Con un modelo de gestión clínica definido, Carlos Macaya abanderará la Federación de Asociaciones Científico Médicas (Facme) en los próximos tres años. Como ya lo hiciera su antecesor, José Bajo Arenas, Macaya se abre paso con las ideas claras sobre liderazgo en gestión, modelo asistencial y el papel que juega cada profesional como eje del SNS.

Pregunta. ¿Cuáles serán los principios fundamentales de su gestión al frente de Facme?

Respuesta. Potenciar la gestión clínica, teniendo bien presente cuál es su definición, es decir, la transferencia de la capacidad de tomar decisiones de los profesionales para buscar una mayor eficiencia con el costo más producido. Potenciar la gestión clínica significa impulsarla desde un grupo que hay dentro de Facme que es la Alianza.

P. ¿Qué supone la Alianza para el desarrollo de la gestión clínica en el SNS?

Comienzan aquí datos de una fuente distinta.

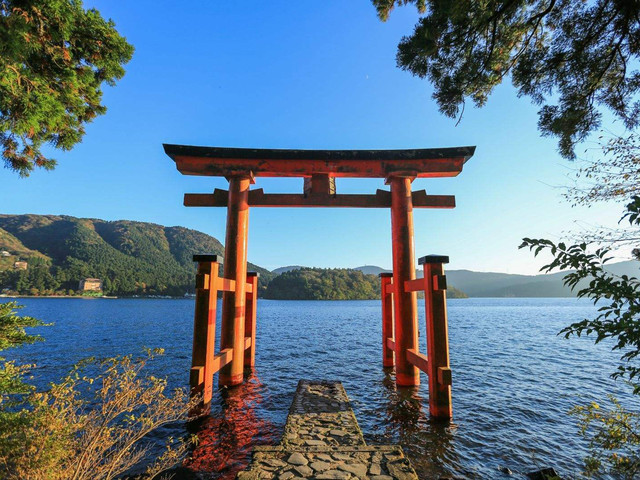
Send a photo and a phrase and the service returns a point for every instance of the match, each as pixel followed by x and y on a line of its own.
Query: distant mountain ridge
pixel 494 284
pixel 129 257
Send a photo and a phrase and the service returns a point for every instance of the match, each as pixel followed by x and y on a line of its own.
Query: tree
pixel 94 424
pixel 572 57
pixel 13 334
pixel 54 58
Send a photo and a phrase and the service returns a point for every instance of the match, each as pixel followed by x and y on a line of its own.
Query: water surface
pixel 514 379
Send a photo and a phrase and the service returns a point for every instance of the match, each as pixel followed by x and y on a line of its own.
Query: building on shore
pixel 90 285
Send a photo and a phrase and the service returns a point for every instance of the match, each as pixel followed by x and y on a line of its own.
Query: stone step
pixel 321 415
pixel 322 440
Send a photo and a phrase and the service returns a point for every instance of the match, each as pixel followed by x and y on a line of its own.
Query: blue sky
pixel 302 75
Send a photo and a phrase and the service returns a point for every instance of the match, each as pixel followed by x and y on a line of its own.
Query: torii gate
pixel 319 168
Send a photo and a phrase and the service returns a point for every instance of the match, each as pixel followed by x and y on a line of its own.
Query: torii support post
pixel 204 328
pixel 388 338
pixel 435 297
pixel 232 333
pixel 405 302
pixel 250 319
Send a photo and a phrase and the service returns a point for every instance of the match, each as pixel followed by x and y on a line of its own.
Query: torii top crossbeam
pixel 216 161
pixel 319 168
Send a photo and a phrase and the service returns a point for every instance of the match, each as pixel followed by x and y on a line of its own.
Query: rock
pixel 543 474
pixel 320 466
pixel 247 476
pixel 304 470
pixel 297 459
pixel 333 475
pixel 315 443
pixel 358 469
pixel 399 471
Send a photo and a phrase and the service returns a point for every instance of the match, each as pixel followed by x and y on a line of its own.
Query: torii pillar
pixel 405 302
pixel 232 334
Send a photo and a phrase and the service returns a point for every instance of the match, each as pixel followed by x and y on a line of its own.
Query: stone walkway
pixel 322 440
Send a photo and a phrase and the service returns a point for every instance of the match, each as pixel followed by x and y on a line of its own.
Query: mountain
pixel 304 283
pixel 129 257
pixel 491 284
pixel 289 268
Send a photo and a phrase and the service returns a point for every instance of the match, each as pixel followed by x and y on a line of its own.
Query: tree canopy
pixel 54 58
pixel 573 58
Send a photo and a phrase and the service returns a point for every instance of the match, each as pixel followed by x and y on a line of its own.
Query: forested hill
pixel 129 257
pixel 329 284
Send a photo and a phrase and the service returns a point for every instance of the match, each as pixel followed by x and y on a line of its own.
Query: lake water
pixel 514 379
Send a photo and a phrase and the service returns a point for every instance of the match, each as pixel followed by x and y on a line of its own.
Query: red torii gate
pixel 319 168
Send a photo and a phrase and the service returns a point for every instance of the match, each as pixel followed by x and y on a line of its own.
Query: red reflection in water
pixel 226 438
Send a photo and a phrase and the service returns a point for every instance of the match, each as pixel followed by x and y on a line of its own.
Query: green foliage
pixel 323 284
pixel 619 317
pixel 577 54
pixel 131 258
pixel 12 327
pixel 13 334
pixel 614 439
pixel 94 425
pixel 613 176
pixel 54 58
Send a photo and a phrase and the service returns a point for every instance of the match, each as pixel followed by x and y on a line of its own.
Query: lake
pixel 514 379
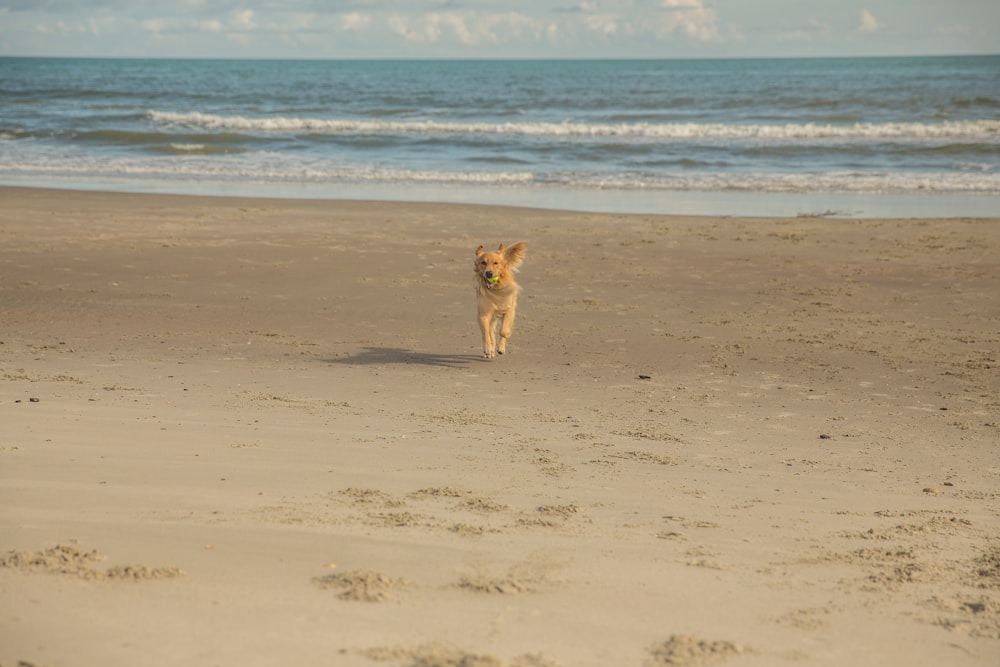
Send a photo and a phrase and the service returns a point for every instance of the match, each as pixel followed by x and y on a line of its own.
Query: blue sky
pixel 496 29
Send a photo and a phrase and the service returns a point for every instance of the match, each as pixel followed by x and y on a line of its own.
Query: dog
pixel 496 294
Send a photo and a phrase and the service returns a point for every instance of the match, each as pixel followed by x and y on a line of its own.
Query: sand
pixel 260 432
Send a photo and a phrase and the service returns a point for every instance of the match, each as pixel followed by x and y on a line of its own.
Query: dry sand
pixel 260 432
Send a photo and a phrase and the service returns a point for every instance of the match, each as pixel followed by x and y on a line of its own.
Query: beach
pixel 242 431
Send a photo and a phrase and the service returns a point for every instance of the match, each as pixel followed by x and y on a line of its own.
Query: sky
pixel 321 29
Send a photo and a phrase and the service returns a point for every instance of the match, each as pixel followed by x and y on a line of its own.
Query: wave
pixel 965 183
pixel 971 130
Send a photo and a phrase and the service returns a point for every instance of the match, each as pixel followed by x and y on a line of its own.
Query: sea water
pixel 866 136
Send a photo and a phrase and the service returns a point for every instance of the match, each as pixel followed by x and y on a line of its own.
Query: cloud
pixel 465 28
pixel 867 22
pixel 689 17
pixel 354 22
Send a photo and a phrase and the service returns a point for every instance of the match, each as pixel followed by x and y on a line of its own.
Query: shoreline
pixel 725 204
pixel 264 426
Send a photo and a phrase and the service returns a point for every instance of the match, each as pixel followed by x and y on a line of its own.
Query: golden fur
pixel 496 294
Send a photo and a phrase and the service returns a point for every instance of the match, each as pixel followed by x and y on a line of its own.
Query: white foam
pixel 973 130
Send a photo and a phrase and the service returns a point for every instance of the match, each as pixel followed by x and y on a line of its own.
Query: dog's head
pixel 496 269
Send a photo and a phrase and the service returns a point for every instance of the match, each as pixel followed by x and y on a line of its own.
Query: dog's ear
pixel 514 254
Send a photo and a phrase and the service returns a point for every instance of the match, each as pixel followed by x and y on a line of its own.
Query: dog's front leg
pixel 506 327
pixel 489 342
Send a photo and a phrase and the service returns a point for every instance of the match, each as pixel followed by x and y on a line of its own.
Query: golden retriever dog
pixel 496 294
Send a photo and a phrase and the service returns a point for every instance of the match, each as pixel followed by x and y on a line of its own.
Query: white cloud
pixel 691 18
pixel 243 19
pixel 867 22
pixel 465 28
pixel 153 25
pixel 354 22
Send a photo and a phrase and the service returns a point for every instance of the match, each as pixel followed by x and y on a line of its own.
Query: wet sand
pixel 245 431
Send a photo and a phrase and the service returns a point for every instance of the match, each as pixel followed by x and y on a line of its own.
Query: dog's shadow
pixel 373 356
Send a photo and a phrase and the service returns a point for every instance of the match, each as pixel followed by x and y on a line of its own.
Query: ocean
pixel 844 137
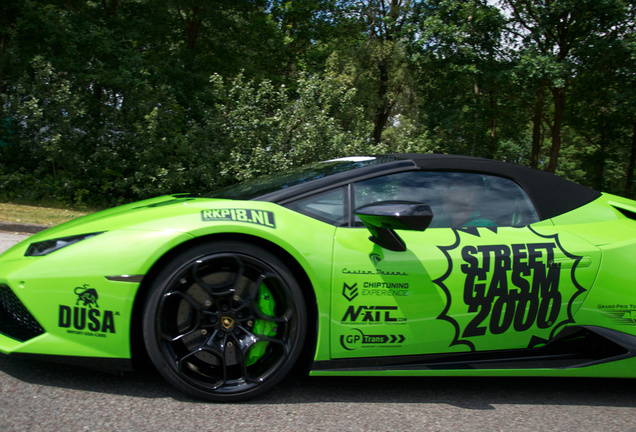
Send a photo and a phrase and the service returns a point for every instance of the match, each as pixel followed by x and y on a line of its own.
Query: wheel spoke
pixel 221 289
pixel 227 322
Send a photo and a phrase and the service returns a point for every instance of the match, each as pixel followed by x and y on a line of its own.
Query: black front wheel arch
pixel 224 321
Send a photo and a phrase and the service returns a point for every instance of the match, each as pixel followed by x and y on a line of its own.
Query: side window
pixel 457 199
pixel 327 206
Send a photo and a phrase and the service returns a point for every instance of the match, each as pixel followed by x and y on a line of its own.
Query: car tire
pixel 224 321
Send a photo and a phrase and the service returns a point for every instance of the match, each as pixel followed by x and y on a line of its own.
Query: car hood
pixel 151 214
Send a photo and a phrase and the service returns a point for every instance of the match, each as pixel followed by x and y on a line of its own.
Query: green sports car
pixel 405 264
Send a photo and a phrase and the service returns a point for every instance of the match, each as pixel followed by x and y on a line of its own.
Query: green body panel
pixel 455 291
pixel 451 291
pixel 136 236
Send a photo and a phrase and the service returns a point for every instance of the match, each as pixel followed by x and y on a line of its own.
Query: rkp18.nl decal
pixel 494 289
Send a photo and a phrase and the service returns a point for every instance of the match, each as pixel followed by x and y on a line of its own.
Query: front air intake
pixel 15 320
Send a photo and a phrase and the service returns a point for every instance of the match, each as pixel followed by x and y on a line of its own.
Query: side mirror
pixel 381 219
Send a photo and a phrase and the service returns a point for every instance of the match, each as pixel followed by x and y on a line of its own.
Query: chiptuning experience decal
pixel 493 289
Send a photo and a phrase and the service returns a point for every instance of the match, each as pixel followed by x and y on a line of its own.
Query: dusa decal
pixel 258 217
pixel 526 288
pixel 85 317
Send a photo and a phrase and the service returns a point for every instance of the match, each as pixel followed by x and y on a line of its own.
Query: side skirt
pixel 574 347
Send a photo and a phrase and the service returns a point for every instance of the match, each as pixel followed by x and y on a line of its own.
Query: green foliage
pixel 105 102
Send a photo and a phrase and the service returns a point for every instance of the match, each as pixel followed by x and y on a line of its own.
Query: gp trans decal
pixel 520 288
pixel 620 314
pixel 392 289
pixel 85 316
pixel 357 339
pixel 258 217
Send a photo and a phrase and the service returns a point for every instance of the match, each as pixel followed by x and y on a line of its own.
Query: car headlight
pixel 48 246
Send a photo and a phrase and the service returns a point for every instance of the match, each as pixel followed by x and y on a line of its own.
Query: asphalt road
pixel 37 396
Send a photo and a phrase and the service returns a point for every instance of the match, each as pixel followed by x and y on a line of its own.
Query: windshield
pixel 270 183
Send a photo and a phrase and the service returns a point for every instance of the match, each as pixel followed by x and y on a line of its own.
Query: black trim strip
pixel 93 363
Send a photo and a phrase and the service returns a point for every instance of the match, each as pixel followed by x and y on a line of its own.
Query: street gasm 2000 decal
pixel 525 288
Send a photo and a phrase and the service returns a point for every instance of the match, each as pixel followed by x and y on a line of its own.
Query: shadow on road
pixel 467 393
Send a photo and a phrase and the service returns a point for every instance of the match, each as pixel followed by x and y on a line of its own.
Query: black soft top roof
pixel 551 195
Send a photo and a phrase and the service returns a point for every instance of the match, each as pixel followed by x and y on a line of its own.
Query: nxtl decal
pixel 350 292
pixel 372 315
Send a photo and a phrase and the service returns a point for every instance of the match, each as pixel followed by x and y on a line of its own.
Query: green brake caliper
pixel 264 302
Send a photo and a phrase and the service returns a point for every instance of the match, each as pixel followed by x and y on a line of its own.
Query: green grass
pixel 37 215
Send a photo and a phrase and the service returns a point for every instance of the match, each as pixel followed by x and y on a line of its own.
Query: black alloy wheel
pixel 224 321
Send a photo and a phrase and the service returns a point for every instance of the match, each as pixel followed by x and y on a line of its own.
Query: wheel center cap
pixel 227 322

R. En su origen se inició con comunidades clínicas de cinco especialidades ( Cardiología, Respiratorio, Interna, Digestivo y Radiología), ahora se ha extendido a todas las especialidades médicas. A continuación lo impulsaremos en las comunidades autónomas para adecuar los diferentes modelos en función de las especialidades, del tamaño de las unidades y lo que crean los diferentes servicios de salud autonómicos. En definitiva, la gestión supone hacer trajes a medida para que el resultado final sea la mejora de la eficiencia. Todo ello es fundamental y lo hacemos porque creemos que el SNS será más eficiente.

P. ¿Qué desafíos tiene Facme por delante?

R. Básicamente la implementación de la gestión clínica; diseñar el modelo asistencial; llevar a cabo la recertificación profesional y conquistar de nuevo la acreditación. En este último, seguiremos con la misión de certificar las destrezas profesionales y evaluar los conocimientos y las habilidades profesionales en la Formación Continuada, a través de la Sociedad Española de Acreditación de la Formación Médica Continuada (Seaformec).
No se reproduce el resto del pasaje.